After hitting a new all-time high in February, the FTSE has struggled to find any sustainable support, hurt by concerns over China, UK’s struggling economy and high interest rates across the world. But we have had some positive data out of China, the UK and US this week, which may mean the worst days are behind us. Indeed, the fact that UK inflation fell sharply to an annual pace of 4.6% from 6.7% previously created a bit of a relief rally on Wednesday. Though most of those gains have since been lost, there are some technical signs to suggest the FTSE may be able to start pushing higher again amid diminished macro concerns.
Frustratingly for the bulls, the FTSE has been unable to enjoy the same bullish momentum we have seen across other European and US stock markets over the past three weeks or so. In this regard, the FTSE has a lot of catching up to do. But in recent days, the FTSE has managed to climb back above the 21-day exponential moving average and resistance at 7450ish. So, there has been some indications of bullish momentum coming back into the UK markets. This 7450 level was being tested from above at the time of writing, meaning there was a chance the bulls would show up here to lift the index heading into the second half of the day.
Despite the fact that the UK index has been making a series of lower highs throughout this year, it hasn’t exactly sold off either, holding, for most part, in a wide consolidation range. In fact, the index has managed to hold above the low of 7202 it had formed in March following several bearish attempts to drive it beneath that level – twice in the summer and again in October. The bullish resilience in the face of all the macro risks is quite impressive. If it has been able to weather the storm with minor damage, the index may be able to start rising on any piece of good news now. I reckon there is a good chance we may see a rally to test the 200-day average and prior resistance in the 7600-7620 area next.
DAX analysis: Outperforming German index tests key resistance
In contrast to the FTSE, the DAX is a lot closer to potentially reaching the all-time high it had hit in July. What’s more, from its low point in October, the German index was up more than 8% compared to just 3% or so the FTSE has gained during the same period. Clearly, the DAX has been a better index for the bulls to trade, but this doesn’t mean the outperformance will necessarily continue moving forward. The German index has now reached a potential resistance area around 15800 to 15850. Here, the 61.8% Fibonacci retracement level against the all-time high meets the point of origin of the previous breakdown area. Nevertheless, given the recent bullish momentum across the global stock markets, and the fact that several support levels have broken down, we may only see a modest pullback and consolidation rather than a sharp sell-off to suggest the trend has turned bearish again. So, I would be more inclined to look for dips to be bought near support levels. The next key support area to watch is around 15575 to 15640. This area was previously resistance, and we have the 200-day average coming into play here.

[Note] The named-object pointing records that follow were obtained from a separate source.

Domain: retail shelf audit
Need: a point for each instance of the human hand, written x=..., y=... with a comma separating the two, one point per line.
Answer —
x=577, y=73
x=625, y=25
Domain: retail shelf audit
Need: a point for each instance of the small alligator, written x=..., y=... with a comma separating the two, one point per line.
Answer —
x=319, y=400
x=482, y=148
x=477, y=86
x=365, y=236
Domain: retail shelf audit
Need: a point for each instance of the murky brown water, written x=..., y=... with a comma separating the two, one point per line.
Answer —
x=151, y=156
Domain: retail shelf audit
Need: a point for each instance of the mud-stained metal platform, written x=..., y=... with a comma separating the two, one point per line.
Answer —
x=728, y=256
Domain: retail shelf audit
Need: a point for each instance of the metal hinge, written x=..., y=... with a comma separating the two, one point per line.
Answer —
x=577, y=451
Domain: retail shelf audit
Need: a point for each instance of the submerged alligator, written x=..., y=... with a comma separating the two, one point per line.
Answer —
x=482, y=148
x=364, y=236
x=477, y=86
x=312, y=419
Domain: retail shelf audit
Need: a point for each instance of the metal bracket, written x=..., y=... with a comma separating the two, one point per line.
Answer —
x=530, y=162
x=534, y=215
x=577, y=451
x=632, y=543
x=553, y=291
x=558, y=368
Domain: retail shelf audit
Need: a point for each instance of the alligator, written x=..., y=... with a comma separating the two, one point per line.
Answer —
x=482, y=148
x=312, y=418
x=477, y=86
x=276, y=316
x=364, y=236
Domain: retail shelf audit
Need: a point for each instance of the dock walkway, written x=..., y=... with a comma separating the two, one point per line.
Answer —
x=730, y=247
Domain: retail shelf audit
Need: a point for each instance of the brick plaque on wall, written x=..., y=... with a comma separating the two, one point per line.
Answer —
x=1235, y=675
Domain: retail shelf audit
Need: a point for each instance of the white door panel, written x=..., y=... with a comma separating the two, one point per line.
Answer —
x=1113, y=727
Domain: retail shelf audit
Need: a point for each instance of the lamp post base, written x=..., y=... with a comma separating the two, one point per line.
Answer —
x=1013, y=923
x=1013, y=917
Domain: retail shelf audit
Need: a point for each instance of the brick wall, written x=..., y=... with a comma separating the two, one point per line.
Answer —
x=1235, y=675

US indices lead global stock markets on peak inflation and interest rates hopes
We are now in mid-November and US stock markets are enjoying one of their best phases this year, all thanks to optimism that interest rates will start to come down in the not-too-distant future now that inflation is on a downward trajectory. The US markets do appear a little overbought though after a sharp three-week rally, especially the tech-heavy Nasdaq, so there is a risk of a short-term pullback. But with so many resistance levels having broken down in this melt-up, any potential short-term weakness should not be confused with a bearish reversal, unless the charts tell us otherwise and/or the Fed starts to push back against rate cut expectations forcefully. The latest gains this week have been in response to data on Wednesday showing further signs of abating inflationary pressures as prices paid to US producers unexpectedly declined in October by the most since April 2020. This followed a soft US CPI print from the day before, which had triggered massive moves across financial markets. A sharper-than-expected inflation decline in the UK also helped to lift sentiment in Europe, as too did signs that China’s recovery is starting to take hold. Meanwhile the slightly stronger-than-expected US retail sales and Empire Manufacturing Index shows the world’s largest economy is continuing to defy recession expectations.